According to the left, financial crisis is always immanent and everything is a bubble. Liberals like Peter Schiff and Nicolas Nassim Taleb have argued that the financial system is more prone to collapse than before 2008, even though they have been repeating this line for the past five years to no avail. Instead of being honest to their followers about their inability to predict, they keep shifting the timeline of crisis to the right, like you learn to manipulate functions in algebra class. Eventually, if just by dumb luck, one of them will call the top the bull market market, the next banking crisis, the top of the housing market, etc he will be showered with adulation for ‘predicting what no one else saw coming’. What is ignored, however, are the countless wrong predictions and that doom and gloom predictions are common.

In late 2008, liberal economist Shiller intimated that stocks could fall in half again, bringing the PE ratio of the S&P 500 to just six; instead, it bottomed at 13. Anyone that heeded his warning would have sold at the worse possible time.
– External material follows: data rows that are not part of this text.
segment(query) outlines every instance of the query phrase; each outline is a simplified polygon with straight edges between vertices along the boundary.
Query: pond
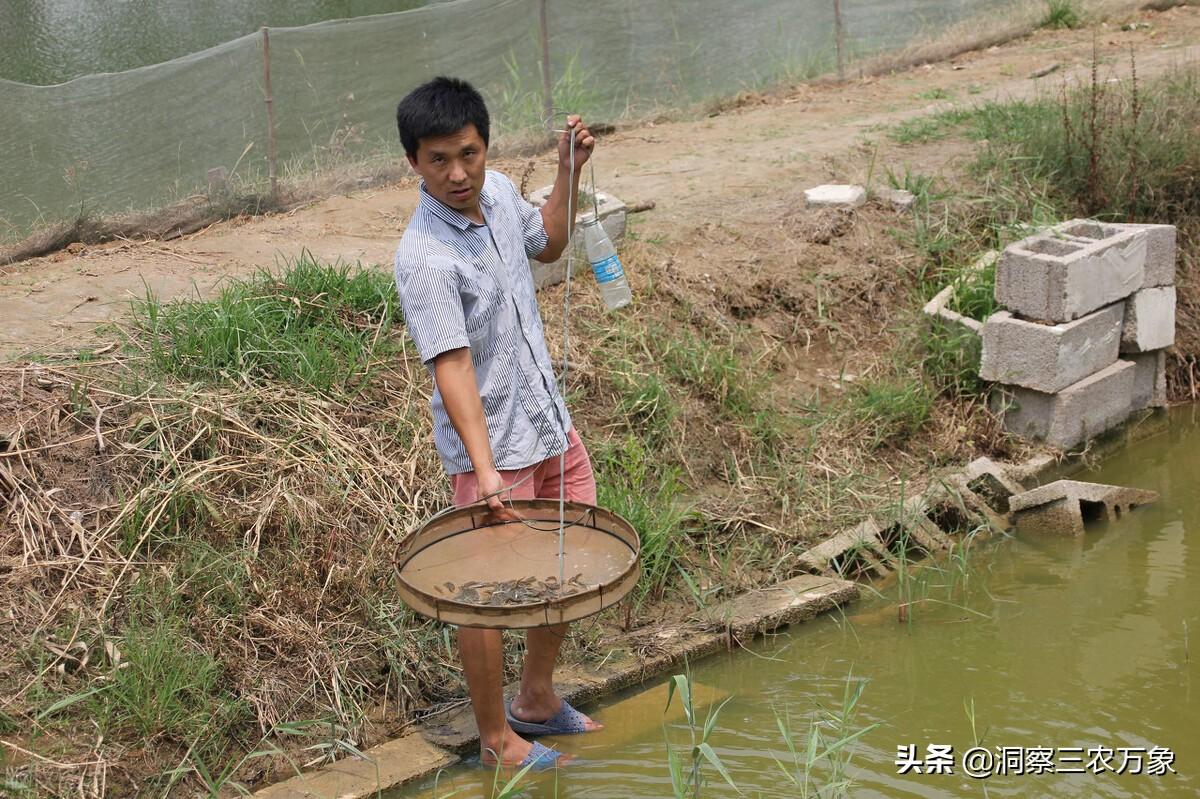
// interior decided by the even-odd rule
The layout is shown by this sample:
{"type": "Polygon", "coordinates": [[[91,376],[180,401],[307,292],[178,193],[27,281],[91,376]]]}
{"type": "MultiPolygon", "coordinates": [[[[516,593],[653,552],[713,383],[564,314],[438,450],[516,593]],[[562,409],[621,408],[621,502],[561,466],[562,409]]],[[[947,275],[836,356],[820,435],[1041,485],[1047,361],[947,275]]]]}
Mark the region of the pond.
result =
{"type": "MultiPolygon", "coordinates": [[[[835,753],[850,759],[841,768],[856,798],[1200,794],[1196,410],[1172,411],[1169,433],[1073,475],[1158,491],[1157,504],[1082,539],[977,541],[870,601],[695,663],[700,722],[702,705],[728,697],[708,743],[742,795],[805,795],[814,722],[824,744],[866,731],[835,753]],[[912,602],[904,623],[900,599],[912,602]],[[964,764],[972,747],[991,753],[971,755],[977,776],[964,764]]],[[[527,780],[520,795],[672,795],[665,734],[688,763],[689,731],[676,708],[665,733],[666,701],[660,681],[592,708],[607,728],[553,740],[578,759],[527,780]]],[[[808,795],[836,795],[830,758],[809,771],[808,795]]],[[[703,773],[702,795],[738,795],[712,765],[703,773]]],[[[430,780],[391,795],[488,797],[492,780],[467,764],[437,788],[430,780]]]]}
{"type": "MultiPolygon", "coordinates": [[[[436,0],[432,0],[436,1],[436,0]]],[[[252,34],[407,11],[431,0],[6,0],[0,78],[48,85],[168,61],[252,34]]]]}

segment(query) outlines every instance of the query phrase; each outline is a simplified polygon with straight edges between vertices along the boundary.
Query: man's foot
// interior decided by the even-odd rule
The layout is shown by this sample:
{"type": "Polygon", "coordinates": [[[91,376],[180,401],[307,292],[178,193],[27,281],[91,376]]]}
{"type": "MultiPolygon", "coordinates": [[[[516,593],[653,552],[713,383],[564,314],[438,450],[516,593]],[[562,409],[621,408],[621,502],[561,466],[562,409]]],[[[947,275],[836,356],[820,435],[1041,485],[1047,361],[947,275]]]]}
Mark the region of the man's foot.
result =
{"type": "Polygon", "coordinates": [[[504,734],[502,741],[497,741],[494,746],[487,746],[480,741],[479,759],[487,768],[496,768],[500,765],[502,768],[523,768],[526,765],[533,765],[535,770],[541,770],[545,768],[551,768],[556,763],[565,765],[570,763],[574,757],[566,755],[565,752],[559,752],[557,750],[547,749],[536,741],[527,741],[516,734],[511,729],[508,729],[504,734]],[[503,755],[497,757],[497,755],[503,755]]]}
{"type": "Polygon", "coordinates": [[[479,741],[479,758],[484,765],[521,765],[533,751],[533,744],[505,727],[499,740],[479,741]]]}
{"type": "Polygon", "coordinates": [[[553,693],[542,699],[517,695],[508,705],[509,723],[527,735],[569,735],[604,729],[553,693]]]}

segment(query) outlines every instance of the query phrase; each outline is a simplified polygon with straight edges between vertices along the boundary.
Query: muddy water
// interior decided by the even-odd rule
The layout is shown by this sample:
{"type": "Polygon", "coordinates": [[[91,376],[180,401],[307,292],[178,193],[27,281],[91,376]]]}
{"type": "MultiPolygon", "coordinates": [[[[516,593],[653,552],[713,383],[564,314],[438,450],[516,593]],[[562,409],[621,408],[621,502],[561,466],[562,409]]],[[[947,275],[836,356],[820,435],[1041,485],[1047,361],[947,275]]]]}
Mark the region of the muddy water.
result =
{"type": "MultiPolygon", "coordinates": [[[[846,729],[878,725],[853,752],[856,798],[1200,795],[1198,453],[1200,414],[1175,411],[1169,433],[1080,476],[1152,488],[1162,494],[1157,505],[1081,540],[977,543],[962,565],[926,567],[845,614],[696,663],[694,681],[706,686],[698,704],[732,697],[709,743],[742,793],[804,795],[787,776],[798,769],[776,717],[791,719],[803,750],[818,708],[841,708],[850,679],[864,687],[846,729]],[[904,597],[913,602],[908,623],[898,621],[904,597]],[[992,756],[1012,747],[1027,771],[1043,773],[967,776],[962,756],[977,741],[992,756]],[[953,746],[953,774],[899,774],[898,746],[908,744],[918,759],[929,745],[953,746]],[[1154,747],[1174,752],[1177,774],[1145,774],[1148,755],[1144,773],[1130,773],[1139,751],[1154,747]],[[1037,765],[1046,759],[1055,773],[1037,765]],[[1127,773],[1069,773],[1092,759],[1127,773]]],[[[523,795],[672,795],[666,695],[660,683],[595,708],[608,728],[553,741],[578,761],[538,777],[523,795]]],[[[673,740],[686,740],[685,727],[668,726],[673,740]]],[[[826,721],[821,729],[834,734],[833,727],[826,721]]],[[[703,795],[737,795],[713,769],[707,774],[703,795]]],[[[828,773],[818,767],[810,795],[822,779],[828,773]]],[[[491,786],[488,773],[468,765],[440,775],[437,789],[430,781],[394,795],[487,797],[491,786]]]]}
In terms of the stock market, the price/earnings ratio is no longer high. I use a P/E ratio in which the price is divided by ten-year average earnings. It’s a really conservative way of looking at it. That P/E ratio got up to 44 in the year 2000, which was a record high. Recently it was down to less than 13, which is below the average of around 15. But after the stock market crash of 1929, the price/earnings ratio got down to about six, which is less than half of where it is now. So that’s the worry. Some people who are so inclined might go more into the market here because there’s a real chance it will go up a lot. But that’s very risky. It could easily fall by half again.

Notice how he used vague language like ‘could’.
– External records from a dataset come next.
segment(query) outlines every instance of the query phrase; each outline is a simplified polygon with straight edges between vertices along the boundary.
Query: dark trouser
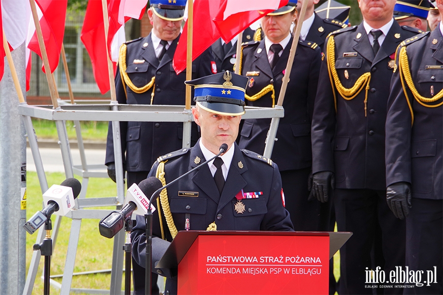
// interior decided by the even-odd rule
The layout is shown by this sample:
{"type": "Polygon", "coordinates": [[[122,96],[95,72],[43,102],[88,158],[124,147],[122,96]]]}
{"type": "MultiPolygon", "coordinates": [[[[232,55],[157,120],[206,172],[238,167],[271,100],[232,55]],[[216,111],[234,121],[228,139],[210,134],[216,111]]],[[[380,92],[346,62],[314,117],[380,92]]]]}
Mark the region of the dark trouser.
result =
{"type": "MultiPolygon", "coordinates": [[[[331,219],[332,202],[321,203],[313,200],[308,201],[308,178],[311,167],[303,169],[280,171],[285,208],[296,231],[333,232],[335,219],[331,219]]],[[[336,291],[334,276],[334,261],[329,263],[329,294],[336,291]]]]}
{"type": "Polygon", "coordinates": [[[423,285],[410,284],[413,288],[405,288],[404,294],[442,294],[443,200],[413,198],[411,205],[409,216],[406,218],[406,266],[410,272],[423,272],[421,280],[423,285]],[[430,274],[428,277],[428,271],[436,277],[433,280],[429,280],[432,278],[430,274]],[[432,283],[428,283],[428,280],[432,283]]]}
{"type": "MultiPolygon", "coordinates": [[[[149,173],[149,171],[139,171],[137,172],[132,172],[128,171],[127,175],[127,187],[129,187],[129,186],[132,185],[133,183],[136,183],[138,185],[138,184],[140,183],[140,181],[146,179],[146,178],[148,177],[148,174],[149,173]]],[[[150,197],[151,196],[148,196],[148,198],[150,198],[150,197]]],[[[144,267],[144,266],[143,266],[143,267],[144,267]]],[[[133,267],[133,268],[135,269],[135,267],[133,267]]],[[[145,268],[143,268],[144,271],[144,269],[145,268]]],[[[152,282],[152,287],[151,289],[151,291],[152,294],[158,294],[159,292],[159,290],[158,290],[158,286],[157,286],[157,278],[158,277],[158,275],[156,273],[152,273],[152,275],[151,276],[151,279],[152,282]]],[[[143,285],[142,286],[141,286],[140,282],[135,282],[135,280],[137,279],[137,278],[139,278],[138,279],[138,280],[144,280],[144,273],[143,274],[143,276],[137,276],[135,274],[134,274],[134,289],[137,289],[140,290],[143,290],[143,293],[137,294],[144,294],[144,281],[143,282],[143,285]]]]}
{"type": "MultiPolygon", "coordinates": [[[[372,294],[367,283],[366,270],[370,270],[371,252],[381,229],[381,251],[385,259],[383,270],[389,278],[395,266],[404,268],[406,222],[395,218],[386,202],[384,190],[335,190],[334,204],[339,232],[352,232],[352,236],[340,249],[340,284],[339,294],[372,294]]],[[[392,284],[391,284],[392,285],[392,284]]],[[[384,294],[402,294],[400,288],[383,289],[384,294]]]]}

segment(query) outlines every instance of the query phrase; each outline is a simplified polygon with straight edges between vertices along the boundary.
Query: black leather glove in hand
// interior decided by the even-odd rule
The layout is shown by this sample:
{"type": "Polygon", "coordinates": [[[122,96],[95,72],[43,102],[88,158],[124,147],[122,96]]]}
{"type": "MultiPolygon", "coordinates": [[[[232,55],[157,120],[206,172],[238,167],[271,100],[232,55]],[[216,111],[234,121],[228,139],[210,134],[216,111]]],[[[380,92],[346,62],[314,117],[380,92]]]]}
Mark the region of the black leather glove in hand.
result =
{"type": "Polygon", "coordinates": [[[409,215],[411,198],[411,185],[408,182],[396,182],[386,189],[388,206],[395,217],[400,219],[404,219],[409,215]]]}
{"type": "Polygon", "coordinates": [[[113,162],[108,164],[108,176],[113,181],[117,183],[117,178],[115,177],[115,163],[113,162]]]}
{"type": "Polygon", "coordinates": [[[315,197],[321,203],[328,201],[332,190],[335,188],[335,177],[330,171],[317,172],[312,176],[312,189],[308,200],[315,197]]]}

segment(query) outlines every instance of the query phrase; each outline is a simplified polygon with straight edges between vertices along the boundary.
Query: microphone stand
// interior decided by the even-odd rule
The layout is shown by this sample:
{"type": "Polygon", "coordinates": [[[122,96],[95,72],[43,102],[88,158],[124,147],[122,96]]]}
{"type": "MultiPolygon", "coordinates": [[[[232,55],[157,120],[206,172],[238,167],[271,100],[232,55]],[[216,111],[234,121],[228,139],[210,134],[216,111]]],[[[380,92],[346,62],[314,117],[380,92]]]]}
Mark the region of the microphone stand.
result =
{"type": "Polygon", "coordinates": [[[45,222],[45,230],[46,236],[41,244],[34,244],[32,247],[34,251],[40,250],[42,256],[45,257],[45,270],[43,273],[44,286],[43,294],[49,295],[49,279],[51,275],[51,256],[52,255],[52,239],[51,238],[51,231],[52,222],[50,217],[45,222]]]}
{"type": "MultiPolygon", "coordinates": [[[[132,214],[131,214],[132,215],[132,214]]],[[[125,295],[131,294],[131,232],[132,231],[132,220],[129,215],[125,221],[125,231],[126,232],[126,242],[123,245],[125,251],[125,295]]]]}
{"type": "Polygon", "coordinates": [[[207,161],[204,162],[199,165],[191,169],[183,175],[172,180],[166,185],[162,186],[154,192],[149,200],[149,204],[148,205],[148,212],[145,214],[145,222],[146,225],[146,263],[145,265],[146,273],[145,275],[145,294],[151,294],[151,288],[152,284],[151,281],[151,274],[152,271],[152,210],[151,206],[152,201],[156,199],[160,195],[160,192],[166,188],[170,185],[177,182],[178,180],[185,177],[190,173],[193,172],[203,165],[211,162],[226,150],[227,150],[227,145],[223,144],[219,149],[220,152],[215,156],[211,158],[207,161]]]}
A second strategy is to give a locus of predictions – some of which may be diametric – and then taking credit should any one of them occur. Since the locus covers most outcomes it’s hard to be wrong. Henry Blodget used this technique when he predicted a week ago that stocks could crash and then hedging his bet by saying that they could also surge higher and that he isn’t selling. Notice what he has done: he phrased his prediction so that he cannot possibly be wrong unless, perhaps, the market is flat. He made this identical prediction in September 2013, but now that the market has risen 15% he can fall back on his hedge and give himself a pat on the back for not selling.

Minsky Moment is the latest buzzword

He thought that the system itself could generate shocks through its own internal dynamics. He believed that during periods of economic stability, banks, firms and other economic agents become complacent.They assume that the good times will keep on going and begin to take ever greater risks in pursuit of profit. So the seeds of the next crisis are sown in the good time.
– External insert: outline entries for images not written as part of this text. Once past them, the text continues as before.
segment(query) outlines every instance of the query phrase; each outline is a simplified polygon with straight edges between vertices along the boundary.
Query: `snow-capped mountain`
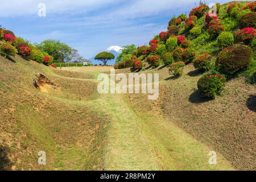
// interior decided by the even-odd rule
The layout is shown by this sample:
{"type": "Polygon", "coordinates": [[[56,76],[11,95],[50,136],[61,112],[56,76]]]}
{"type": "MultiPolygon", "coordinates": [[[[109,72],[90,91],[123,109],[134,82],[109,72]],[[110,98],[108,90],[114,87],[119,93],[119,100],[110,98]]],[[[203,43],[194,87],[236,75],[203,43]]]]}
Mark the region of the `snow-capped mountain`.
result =
{"type": "Polygon", "coordinates": [[[122,47],[120,47],[118,46],[110,46],[108,48],[106,49],[106,50],[105,51],[106,52],[112,52],[112,51],[114,51],[116,52],[119,52],[119,53],[121,53],[122,52],[122,49],[123,48],[122,47]]]}
{"type": "MultiPolygon", "coordinates": [[[[115,59],[117,56],[122,52],[122,48],[118,46],[110,46],[108,48],[107,48],[105,51],[113,53],[115,56],[115,59],[112,60],[109,60],[108,61],[108,65],[114,65],[115,63],[115,59]]],[[[94,57],[92,57],[89,59],[90,61],[92,61],[93,64],[102,64],[102,62],[99,60],[94,60],[94,57]]]]}

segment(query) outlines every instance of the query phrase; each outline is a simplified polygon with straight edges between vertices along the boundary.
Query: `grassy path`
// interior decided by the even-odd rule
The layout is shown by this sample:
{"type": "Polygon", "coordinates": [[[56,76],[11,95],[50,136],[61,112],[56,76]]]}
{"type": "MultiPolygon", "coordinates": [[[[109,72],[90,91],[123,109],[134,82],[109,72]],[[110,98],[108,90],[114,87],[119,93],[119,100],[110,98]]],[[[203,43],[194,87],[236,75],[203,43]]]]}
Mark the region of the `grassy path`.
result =
{"type": "Polygon", "coordinates": [[[210,147],[160,115],[137,112],[122,94],[81,102],[110,118],[105,170],[233,169],[218,153],[217,164],[209,165],[210,147]]]}
{"type": "Polygon", "coordinates": [[[105,95],[91,106],[108,113],[106,170],[158,170],[157,156],[150,147],[139,119],[121,95],[105,95]]]}

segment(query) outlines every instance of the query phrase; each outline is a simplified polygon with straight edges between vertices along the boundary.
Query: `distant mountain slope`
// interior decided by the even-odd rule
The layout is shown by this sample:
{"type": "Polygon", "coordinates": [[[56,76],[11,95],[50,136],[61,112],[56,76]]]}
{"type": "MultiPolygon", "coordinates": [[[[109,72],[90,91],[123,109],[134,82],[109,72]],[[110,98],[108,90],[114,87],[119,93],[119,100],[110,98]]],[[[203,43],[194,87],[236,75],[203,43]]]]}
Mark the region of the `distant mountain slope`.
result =
{"type": "MultiPolygon", "coordinates": [[[[108,65],[114,65],[115,63],[115,59],[117,56],[121,53],[122,48],[118,46],[110,46],[107,48],[105,51],[111,52],[115,56],[115,59],[112,60],[109,60],[108,62],[108,65]]],[[[96,60],[94,59],[94,57],[89,59],[93,64],[99,64],[102,63],[101,61],[96,60]]]]}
There have only been two veritable Minsky moments in the U.S. in the past 100 years (1929 and 2008) and it offers no way of timing when the moment will actually occur. Terms like ‘risk’ and ‘frothy’ are only useful when a baseline for normal behavior exists and even if it does deviate from the baseline, you don’t know how far it will overshoot or if the baseline itself is invalid.

This renewed belief in the instability of the financial system an example of the current moment bias because of the recency and severity of the 2008 crisis creates the illusion that the U.S. financial system is on a new trend of instability when, in fact, there have only been two banking crisis in the U.S. in the past 100 years – 1929 and 2008. Such a dearth of data is hardly sufficient grounds reject the null hypothesis that banking crisis are inherently rare, yet this is what many pundits are doing. That could explain why so many experts like Schiff, Roubini, Richard Russell, Mauldin, etc incorrectly predicted the U.S. financial system would quickly relapse into a crisis, bear market or a double dip recession. Five years after the bottom and stocks still keep going up with no end in sight. 29 of 30 banks passed a recent stress test. The left wants economic crisis as punitive retribution against the rich. You can join in their choir of negativity, or you can to extricate yourself from the morass of liberalism and choose to believe that we are not doomed, that the world is becoming less violent and more prosperous, that stocks will keep going up and that the free market is the best path to prosperity.